Evaluation of Internalization Using a Confocal Microscope
Antibody was FITC-labeled according to the manufacturer’s instructions (see above). For internalization studies the human tumor cell line OVCAR-3 and the MUC1-transfected mouse fibroblast 3T3 cell line, ETA, were used. As negative control the colon cell line CaCo2 was used. FITC-labeled antibody was added to the cells (10 μg/106 cells at a concentration of 100 μg/ml) for an incubation period of 1 hour on ice. The cells were washed and put on ice or at 37°C to check whether the antibody stayed bound to the membrane and to study internalization in both temperature conditions. Every time point (1, 3, and 6 hours and overnight) cells were checked on confocal microscope for membrane binding and internalization. Fc binding was checked by competition with human IgG1. Staining patterns (membranous or intracellular) were evaluated with a confocal microscope (Asciophat, Zeiss; Atto Instrument, Rockville, MD).
Results
Cloning of PH1-IgG1 into a Mammalian Expression Vector and Selection of Transfectants
The variable region antibody genes encoding the human Fab directed to MUC1 (PH1-Fab) was recloned for expression as fully human γ-1/kappa antibody into the mammalian VHexpress and VKexpress expression vectors 13 as described in Materials and Methods. These vectors allow rapid recloning of phage antibodies and expression of full IgG. 13
After co-transfection of CHO cells with the two heavy and light chain gene-containing plasmids, cells were grown on selective media as indicated in Materials and Methods. On the plate with 100 cells/well seeded, 37.5% of the wells showed cell growth after 5 days in culture; at 10 cells/well, no growth was detected. Supernatants of the cultures were assayed for the presence of human IgG and binding to MUC1 peptide in ELISA. A third of the wells with selected cells were positive for binding to MUC1, with levels of human IgG between 5 and 75 ng/ml. We chose line 7F (which secreted at 75 ng/ml) for further subcloning and production of PH1-IgG1.

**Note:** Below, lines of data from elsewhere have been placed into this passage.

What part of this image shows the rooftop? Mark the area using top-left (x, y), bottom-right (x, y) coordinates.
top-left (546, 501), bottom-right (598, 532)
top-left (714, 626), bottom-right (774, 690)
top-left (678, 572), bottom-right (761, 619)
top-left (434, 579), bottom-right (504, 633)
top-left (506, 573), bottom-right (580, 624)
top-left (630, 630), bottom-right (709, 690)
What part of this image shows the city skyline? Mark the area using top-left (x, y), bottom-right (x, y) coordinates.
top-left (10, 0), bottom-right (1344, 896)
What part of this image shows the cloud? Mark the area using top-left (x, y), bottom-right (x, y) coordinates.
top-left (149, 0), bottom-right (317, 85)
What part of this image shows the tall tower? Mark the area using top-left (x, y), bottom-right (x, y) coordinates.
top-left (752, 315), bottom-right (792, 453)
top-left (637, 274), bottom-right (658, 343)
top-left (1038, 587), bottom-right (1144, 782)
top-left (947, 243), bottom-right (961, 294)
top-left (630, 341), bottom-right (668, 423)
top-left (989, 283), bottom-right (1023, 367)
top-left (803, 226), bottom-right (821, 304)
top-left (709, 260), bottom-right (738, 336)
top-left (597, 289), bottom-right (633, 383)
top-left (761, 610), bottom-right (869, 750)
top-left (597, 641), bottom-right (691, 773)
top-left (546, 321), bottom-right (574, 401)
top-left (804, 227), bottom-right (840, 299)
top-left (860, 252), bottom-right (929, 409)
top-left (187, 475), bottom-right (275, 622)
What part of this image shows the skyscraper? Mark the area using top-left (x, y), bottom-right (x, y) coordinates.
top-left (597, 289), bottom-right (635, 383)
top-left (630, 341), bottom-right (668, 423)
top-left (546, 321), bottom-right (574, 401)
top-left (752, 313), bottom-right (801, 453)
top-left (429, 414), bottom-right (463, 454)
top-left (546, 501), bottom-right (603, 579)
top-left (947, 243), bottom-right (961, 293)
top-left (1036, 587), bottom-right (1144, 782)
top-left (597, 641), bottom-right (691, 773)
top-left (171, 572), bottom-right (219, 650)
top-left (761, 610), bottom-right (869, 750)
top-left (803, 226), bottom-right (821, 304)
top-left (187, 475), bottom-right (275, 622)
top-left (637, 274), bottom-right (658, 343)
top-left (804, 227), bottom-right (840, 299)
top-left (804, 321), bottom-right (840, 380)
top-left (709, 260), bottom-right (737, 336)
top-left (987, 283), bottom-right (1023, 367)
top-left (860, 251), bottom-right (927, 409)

Production and Purification of the PH1-IgG1
The MUC1-specific PH1-IgG1 antibody was purified from cell line 7F grown in 0.5% fetal calf serum containing culture media as described in Materials and Methods. Under these conditions more than 95% pure PH1-IgG1 protein was obtained (based on silver staining; Figure 1 ▶ ), at a yield of 0.5 mg of PH1-IgG1 per L of culture after purification. The results of a human IgG1-specific ELISA and a bicinchoninic acid total protein detection assay were in agreement (data not shown), indicating minimal contamination with bovine IgG.
Affinity Analysis
The affinity of antibody PH1-IgG1 was determined using BIAcore. Affinities of the PH1-Fab calculated were 1.47 (15-mer) and 1.40 (60-mer) μmol/L with a mean of 1.43 μmol/L (Figure 2, A and B) ▶ . Mean apparent affinity of PH1-IgG1 (8.7 nmol/L) was calculated with the BIACore software from binding curves on low-density surfaces being 8.3 nmol/L (15-mer) and 9.06 nmol/L (60-mer) (Figure 2C) ▶ . Thus under the conditions used, binding of PH1-IgG1 was 160 times stronger than of the PH1-Fab.
Figure 2.

BIAcore analysis of PH1-Fab (A and B) and PH1-IgG1 (C). Binding pattern of PH1 (A) and its analysis at steady state [response units equilibrium (RUeq)]) (B). C: Binding pattern of IgG1-PH1, fitted with the BIAevaluation program (version 3.01). Fitting curves at Langmuir with mass transfer limitation) are superimposed (dashed line) to the concentration curves (straight line).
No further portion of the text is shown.